3 Vital Questions to Ask When Trying to Collect Debts


Are you owed money by a debtor?

And you’re not quite sure whether to just forget about it and write it off, or pursue it?

Before making your decision there are 3 critically important factors to consider.

  1. Who owes you the money?

This might seem like a blindingly obvious fact that you don’t need to be concerned about. Well, it’s not obvious at all.

Let me explain. While Mick or John or Susan may have ordered your goods or services they may have been acting on behalf of, and with the authority of another legal entity such as a partnership or limited company.

I won’t go into the legal concepts of implied or ostensible authority, and explicit authority, but keep at the forefront of your mind that you need to pursue the correct legal entity.

Because if Mick was acting on behalf of “Slim Shady Builders Limited” then there is no point in suing or pursuing Mick. The correct target is Slim Shady Builders Limited which may be on the verge of liquidation or dissolution.

  1. Are they a “mark”?

What I mean here is are they worth pursuing? If you are successful in obtaining a judgment against your debtor is there a possibility that you will get paid? Or a snowball’s chance in hell?

Remember: obtaining a judgment that is unenforceable is a complete waste of your time and money. Yes, you may have the legal costs of obtaining that judgment awarded against your debtor and in your favour but the bad news may well be that they still can’t pay.

  1. Will it be cost effective to sue?

If the amount of money owed is small it may not be worth your while pursuing it through the Courts. Your legal costs will still have to be paid and the scale costs which you may be awarded in the District Court will almost certainly fall short of your actual legal costs.
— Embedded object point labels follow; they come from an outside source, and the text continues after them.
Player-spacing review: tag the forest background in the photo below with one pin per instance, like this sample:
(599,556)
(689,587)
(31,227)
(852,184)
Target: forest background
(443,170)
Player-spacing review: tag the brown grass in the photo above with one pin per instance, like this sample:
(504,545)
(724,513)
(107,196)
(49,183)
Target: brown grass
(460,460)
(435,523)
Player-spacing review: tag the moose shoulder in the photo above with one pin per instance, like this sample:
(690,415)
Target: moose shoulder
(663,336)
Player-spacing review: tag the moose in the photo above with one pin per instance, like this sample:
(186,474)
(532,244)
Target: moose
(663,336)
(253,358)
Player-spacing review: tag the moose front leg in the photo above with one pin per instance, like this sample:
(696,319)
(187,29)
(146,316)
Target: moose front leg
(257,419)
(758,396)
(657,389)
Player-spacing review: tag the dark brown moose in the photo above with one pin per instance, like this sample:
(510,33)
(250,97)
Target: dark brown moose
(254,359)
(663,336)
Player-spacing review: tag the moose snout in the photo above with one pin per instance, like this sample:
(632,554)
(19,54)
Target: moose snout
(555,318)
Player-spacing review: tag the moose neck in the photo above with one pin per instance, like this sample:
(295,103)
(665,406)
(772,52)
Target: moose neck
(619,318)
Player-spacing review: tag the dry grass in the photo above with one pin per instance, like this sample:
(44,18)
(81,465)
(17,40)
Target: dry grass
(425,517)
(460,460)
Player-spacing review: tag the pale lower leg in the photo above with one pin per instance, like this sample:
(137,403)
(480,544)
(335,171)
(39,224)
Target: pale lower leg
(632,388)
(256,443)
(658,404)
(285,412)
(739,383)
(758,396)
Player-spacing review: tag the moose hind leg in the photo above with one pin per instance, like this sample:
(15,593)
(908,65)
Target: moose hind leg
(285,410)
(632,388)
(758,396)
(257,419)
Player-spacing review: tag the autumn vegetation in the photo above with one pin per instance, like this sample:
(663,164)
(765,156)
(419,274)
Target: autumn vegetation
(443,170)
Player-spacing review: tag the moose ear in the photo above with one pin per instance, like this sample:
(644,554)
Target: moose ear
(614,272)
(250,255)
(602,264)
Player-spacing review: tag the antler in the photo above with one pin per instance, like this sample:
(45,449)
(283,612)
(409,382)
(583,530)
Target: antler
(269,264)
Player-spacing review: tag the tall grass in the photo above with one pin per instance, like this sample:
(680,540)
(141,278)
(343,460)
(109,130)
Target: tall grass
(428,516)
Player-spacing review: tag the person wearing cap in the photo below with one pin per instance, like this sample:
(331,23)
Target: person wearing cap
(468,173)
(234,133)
Guess who will be picking up the financial slack? You.


The best way to approach bad debts is probably try to avoid them in the first place by being more selective about who you do business with and your terms and conditions of engagement.

There is a saying in retailing that “volume is vanity”. What this means is that it does not make sense to pursue turnover at the cost of setting aside your good judgment and weighting up the prospects of getting paid for your goods or services.

Let’s face it: if you want to dominate any market just undercut everyone on price. But this isn’t a sensible strategy, I’m sure you’ll agree.

So, to avoid and reduce your bad debts sometimes you just have to walk away and refuse to supply unless you are paid in advance or load the dice in your favour to ensure a return for your business.